AWS Certified Machine Learning – Specialty — Question 328
A bank has collected customer data for 10 years in CSV format. The bank stores the data in an on-premises server. A data science team wants to use Amazon SageMaker to build and train a machine learning (ML) model to predict churn probability. The team will use the historical data. The data scientists want to perform data transformations quickly and to generate data insights before the team builds a model for production.
Which solution will meet these requirements with the LEAST development effort?
Answer options
- A. Upload the data into the SageMaker Data Wrangler console directly. Perform data transformations and generate insights within Data Wrangler.
- B. Upload the data into an Amazon S3 bucket. Allow SageMaker to access the data that is in the bucket. Import the data from the S3 bucket into SageMaker Data Wrangler. Perform data transformations and generate insights within Data Wrangler.
- C. Upload the data into the SageMaker Data Wrangler console directly. Allow SageMaker and Amazon QuickSight to access the data that is in an Amazon S3 bucket. Perform data transformations in Data Wrangler and save the transformed data into a second S3 bucket. Use QuickSight to generate data insights.
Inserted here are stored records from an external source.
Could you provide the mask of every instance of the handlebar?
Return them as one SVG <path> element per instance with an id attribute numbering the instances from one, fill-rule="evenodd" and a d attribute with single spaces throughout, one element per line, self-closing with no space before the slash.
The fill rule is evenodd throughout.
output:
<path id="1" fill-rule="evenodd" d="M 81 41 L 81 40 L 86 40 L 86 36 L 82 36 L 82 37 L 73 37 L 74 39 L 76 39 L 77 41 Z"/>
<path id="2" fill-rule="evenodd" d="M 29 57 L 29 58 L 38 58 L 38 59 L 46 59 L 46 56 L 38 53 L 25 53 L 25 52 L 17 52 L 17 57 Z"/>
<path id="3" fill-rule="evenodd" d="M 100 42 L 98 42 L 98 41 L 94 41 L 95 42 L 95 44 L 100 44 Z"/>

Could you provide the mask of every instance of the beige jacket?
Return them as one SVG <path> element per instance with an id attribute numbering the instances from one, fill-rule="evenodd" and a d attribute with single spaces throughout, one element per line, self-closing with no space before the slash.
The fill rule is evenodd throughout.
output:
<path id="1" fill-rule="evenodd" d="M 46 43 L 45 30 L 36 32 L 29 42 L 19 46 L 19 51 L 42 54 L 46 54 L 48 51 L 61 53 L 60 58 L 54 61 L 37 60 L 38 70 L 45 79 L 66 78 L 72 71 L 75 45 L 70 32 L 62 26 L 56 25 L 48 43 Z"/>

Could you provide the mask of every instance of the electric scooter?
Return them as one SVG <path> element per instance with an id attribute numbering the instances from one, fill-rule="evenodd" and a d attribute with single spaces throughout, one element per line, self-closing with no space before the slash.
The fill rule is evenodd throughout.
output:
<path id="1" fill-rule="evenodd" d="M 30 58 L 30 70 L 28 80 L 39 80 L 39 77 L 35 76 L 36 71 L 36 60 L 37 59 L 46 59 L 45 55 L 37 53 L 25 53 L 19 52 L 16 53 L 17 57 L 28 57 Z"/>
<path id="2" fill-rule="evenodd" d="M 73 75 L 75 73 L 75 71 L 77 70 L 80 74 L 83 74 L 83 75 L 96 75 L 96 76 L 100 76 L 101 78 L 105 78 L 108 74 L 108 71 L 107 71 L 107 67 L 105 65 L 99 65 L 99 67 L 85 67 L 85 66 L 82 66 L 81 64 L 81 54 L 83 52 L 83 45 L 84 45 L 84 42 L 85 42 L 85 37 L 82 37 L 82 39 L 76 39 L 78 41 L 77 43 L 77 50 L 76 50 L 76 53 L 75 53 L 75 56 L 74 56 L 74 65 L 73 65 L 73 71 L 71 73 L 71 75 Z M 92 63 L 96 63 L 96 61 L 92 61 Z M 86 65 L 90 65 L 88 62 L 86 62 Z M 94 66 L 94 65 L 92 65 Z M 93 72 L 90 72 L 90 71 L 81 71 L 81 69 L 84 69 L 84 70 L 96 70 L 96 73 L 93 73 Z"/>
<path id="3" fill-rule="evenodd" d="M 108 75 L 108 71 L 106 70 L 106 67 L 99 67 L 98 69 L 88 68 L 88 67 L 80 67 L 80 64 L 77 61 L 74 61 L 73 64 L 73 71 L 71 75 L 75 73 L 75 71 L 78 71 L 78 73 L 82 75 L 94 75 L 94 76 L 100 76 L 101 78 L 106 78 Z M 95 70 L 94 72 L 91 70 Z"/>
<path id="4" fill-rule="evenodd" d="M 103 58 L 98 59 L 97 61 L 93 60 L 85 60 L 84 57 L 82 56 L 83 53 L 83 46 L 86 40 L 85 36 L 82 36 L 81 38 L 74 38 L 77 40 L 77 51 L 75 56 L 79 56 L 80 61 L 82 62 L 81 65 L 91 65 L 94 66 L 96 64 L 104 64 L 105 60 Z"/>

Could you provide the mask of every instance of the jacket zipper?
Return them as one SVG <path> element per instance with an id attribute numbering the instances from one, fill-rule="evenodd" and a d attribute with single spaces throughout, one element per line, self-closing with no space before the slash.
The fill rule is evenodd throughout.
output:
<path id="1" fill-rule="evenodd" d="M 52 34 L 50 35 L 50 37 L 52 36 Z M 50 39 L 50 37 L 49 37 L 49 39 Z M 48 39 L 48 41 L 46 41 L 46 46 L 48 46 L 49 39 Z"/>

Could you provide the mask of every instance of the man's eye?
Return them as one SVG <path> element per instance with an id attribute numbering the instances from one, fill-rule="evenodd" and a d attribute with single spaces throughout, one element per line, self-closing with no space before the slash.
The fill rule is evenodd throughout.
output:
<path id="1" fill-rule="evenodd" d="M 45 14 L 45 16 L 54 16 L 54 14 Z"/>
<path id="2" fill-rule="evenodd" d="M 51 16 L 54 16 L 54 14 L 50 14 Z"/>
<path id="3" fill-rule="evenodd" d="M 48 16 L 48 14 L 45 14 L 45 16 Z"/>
- D. Upload the data into an Amazon S3 bucket. Allow SageMaker to access the data that is in the bucket. Import the data from the bucket into SageMaker Data Wrangler. Perform data transformations in Data Wrangler. Save the data into a second S3 bucket. Use a SageMaker Studio notebook to generate data insights.
Correct answer: B
Explanation
SageMaker Data Wrangler does not support direct local file uploads to its console for large datasets, requiring the data to first be placed in a supported storage service like Amazon S3. Option B is correct because SageMaker Data Wrangler provides built-in data visualization and insight generation tools, which eliminates the need for additional development work like creating Amazon QuickSight dashboards or writing custom visualization code in SageMaker Studio notebooks.